The one currency pair that has received a lot of attention recently is EURUSD. Costs of hedging USD for the EUR investors using FX forwards is currently 2% per annum. Very different reality if compared with early 2014, when the cost was virtually zero, or 2008, when instead of incurring a cost the euro investor would get paid around 1.9% per year to hedge the US dollar (see graph below).
As shown above, EURUSD interest rate differentials are at a historical high. The other two moments in history when we saw interest rate differentials become so wide were in 1999 and 2006. Firstly, in 1999 at the time the ECB began to set Eurozone interest rates, the US was going through an economic boom with rates at 5%. Secondly in 2006, Fed interest rates were back to 5% after 17 consecutive hikes initiated by Alan Greenspan and Ben Bernanke to control inflation. On both these occasions, Eurozone rates were around 2%.

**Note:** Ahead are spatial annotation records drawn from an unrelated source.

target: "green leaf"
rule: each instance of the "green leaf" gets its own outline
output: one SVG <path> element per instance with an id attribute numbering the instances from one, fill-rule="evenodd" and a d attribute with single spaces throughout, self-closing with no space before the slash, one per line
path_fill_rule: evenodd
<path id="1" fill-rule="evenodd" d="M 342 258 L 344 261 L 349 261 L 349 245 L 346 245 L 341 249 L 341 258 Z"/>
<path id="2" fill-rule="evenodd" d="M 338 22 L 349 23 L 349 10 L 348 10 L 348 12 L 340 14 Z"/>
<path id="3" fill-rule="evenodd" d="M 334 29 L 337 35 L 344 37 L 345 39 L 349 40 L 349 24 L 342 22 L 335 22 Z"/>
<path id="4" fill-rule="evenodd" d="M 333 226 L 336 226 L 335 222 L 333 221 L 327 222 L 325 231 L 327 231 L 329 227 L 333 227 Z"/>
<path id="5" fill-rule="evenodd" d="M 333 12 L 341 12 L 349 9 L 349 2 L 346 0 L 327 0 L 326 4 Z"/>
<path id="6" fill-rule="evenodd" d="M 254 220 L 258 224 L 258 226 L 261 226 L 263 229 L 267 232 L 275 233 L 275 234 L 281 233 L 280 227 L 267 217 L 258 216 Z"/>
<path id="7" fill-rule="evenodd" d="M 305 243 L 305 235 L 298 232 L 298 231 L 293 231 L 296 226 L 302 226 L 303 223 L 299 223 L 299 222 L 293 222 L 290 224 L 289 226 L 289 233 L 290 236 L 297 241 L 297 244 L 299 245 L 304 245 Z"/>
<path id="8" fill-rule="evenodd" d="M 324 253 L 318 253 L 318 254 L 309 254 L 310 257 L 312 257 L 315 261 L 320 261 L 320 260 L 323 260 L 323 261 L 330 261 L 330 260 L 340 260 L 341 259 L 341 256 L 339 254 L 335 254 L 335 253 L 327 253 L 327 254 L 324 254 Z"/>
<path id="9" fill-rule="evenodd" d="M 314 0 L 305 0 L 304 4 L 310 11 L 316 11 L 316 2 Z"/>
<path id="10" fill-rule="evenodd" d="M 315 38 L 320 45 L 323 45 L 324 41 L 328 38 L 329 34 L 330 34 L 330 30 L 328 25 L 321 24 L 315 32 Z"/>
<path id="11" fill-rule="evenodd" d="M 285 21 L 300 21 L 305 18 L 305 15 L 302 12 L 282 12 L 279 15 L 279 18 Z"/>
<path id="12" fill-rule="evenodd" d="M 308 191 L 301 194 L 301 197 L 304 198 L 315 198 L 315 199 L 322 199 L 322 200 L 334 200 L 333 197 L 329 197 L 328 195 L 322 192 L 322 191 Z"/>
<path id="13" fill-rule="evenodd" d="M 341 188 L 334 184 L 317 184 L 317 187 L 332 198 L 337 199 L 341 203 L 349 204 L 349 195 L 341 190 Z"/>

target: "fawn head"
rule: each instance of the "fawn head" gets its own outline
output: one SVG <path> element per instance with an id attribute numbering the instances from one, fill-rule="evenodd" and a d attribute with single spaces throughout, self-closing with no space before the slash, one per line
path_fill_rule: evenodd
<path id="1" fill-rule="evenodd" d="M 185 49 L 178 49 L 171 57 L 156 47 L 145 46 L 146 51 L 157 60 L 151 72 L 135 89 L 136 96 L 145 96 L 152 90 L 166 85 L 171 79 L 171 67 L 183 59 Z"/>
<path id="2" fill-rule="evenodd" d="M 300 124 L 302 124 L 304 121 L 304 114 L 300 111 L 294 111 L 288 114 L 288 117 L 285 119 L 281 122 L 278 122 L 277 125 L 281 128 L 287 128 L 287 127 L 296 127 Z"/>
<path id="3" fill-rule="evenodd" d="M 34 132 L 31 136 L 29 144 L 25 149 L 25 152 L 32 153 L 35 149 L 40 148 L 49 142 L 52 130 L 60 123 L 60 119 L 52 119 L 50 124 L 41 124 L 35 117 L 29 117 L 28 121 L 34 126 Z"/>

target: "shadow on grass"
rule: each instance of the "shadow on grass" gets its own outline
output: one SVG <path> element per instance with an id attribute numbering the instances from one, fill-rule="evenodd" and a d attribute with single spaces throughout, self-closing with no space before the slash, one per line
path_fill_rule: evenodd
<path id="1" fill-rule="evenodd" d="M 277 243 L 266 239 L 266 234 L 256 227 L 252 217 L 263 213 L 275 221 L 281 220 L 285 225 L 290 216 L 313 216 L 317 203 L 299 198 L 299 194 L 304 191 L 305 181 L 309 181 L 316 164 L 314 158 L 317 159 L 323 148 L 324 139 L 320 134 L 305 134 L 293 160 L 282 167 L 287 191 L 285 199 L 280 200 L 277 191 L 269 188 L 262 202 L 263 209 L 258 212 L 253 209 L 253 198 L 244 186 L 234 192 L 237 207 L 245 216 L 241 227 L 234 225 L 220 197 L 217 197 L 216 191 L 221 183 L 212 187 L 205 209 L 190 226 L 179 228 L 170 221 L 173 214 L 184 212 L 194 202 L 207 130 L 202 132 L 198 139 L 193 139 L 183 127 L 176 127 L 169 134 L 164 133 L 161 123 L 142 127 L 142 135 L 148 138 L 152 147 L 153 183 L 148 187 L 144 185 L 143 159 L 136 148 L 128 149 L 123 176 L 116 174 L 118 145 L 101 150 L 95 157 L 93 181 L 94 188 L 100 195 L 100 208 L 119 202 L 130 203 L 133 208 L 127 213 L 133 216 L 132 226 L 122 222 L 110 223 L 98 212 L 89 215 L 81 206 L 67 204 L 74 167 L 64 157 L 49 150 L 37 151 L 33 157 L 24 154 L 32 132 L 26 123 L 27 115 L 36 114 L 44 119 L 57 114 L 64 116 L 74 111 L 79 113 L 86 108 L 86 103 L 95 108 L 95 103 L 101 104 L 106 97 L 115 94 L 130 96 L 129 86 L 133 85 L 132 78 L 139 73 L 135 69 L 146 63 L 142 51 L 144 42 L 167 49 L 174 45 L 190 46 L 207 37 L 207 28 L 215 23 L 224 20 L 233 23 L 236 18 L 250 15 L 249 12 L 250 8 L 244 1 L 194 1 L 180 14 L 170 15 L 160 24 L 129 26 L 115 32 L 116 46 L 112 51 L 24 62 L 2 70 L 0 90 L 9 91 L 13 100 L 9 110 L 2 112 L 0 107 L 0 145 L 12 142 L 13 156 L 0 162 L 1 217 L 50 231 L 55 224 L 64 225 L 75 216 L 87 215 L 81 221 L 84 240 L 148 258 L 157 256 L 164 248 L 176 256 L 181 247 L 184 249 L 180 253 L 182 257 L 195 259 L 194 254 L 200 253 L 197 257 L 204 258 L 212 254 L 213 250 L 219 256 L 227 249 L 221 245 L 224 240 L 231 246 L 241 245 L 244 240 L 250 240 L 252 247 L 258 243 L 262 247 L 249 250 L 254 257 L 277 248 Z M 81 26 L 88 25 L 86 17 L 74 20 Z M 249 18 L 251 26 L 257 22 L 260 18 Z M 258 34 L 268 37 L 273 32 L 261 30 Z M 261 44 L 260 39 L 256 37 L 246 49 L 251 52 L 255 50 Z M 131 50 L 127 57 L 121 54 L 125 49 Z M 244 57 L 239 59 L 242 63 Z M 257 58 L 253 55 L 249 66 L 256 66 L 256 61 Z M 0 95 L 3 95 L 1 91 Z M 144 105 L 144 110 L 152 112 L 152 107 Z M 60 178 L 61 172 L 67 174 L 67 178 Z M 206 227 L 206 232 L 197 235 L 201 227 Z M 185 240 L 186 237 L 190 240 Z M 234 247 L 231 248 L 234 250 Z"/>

Up until last week, it looked like the costs for the euro investor could only go up from here, both in the short and medium term. With the Fed expected to raise rates four times this year and the ECB showing no signs of monetary policy tightening, the risks pointed to an even wider carry by next year. Last Thursday, however, Mario Draghi finally indicated the ECB’s ultra loose monetary policy may be coming to an end, after recognising the risk of deflation is no longer on the horizon, giving the markets a flavour of optimism after many dovish conferences in a row. Markets immediately re-priced the chances of a rate hike by the ECB before August 2018 to 68%, from 31% previously.
On the US side, the Fed is still expected to continually raise rates this year, however, as discussed last week (link here), we are beginning to see a flattening of the US yield curve (short term rates rising disproportionately more than long term rates), which makes us question the extent to which the Fed will be able to move long-term rates up.
Combining a potentially tighter ECB policy with a restricted US interest rate curve means the euro investors may be closer than expected to receiving good news on the hedging costs front. Let’s not forget, however, that this is a (almost) zero-sum game, and good news for the Europeans means bad news for the Americans. The latter, by the way, are enjoying the privilege of getting paid around 2% a year to hedge the euro right now.
As risk managers, it is our job to reinforce the many risks surrounding this scenario, especially considering the political instability in Europe which may turn things around completely. That aside, however, we may finally say that the turning point could be slowly coming our way.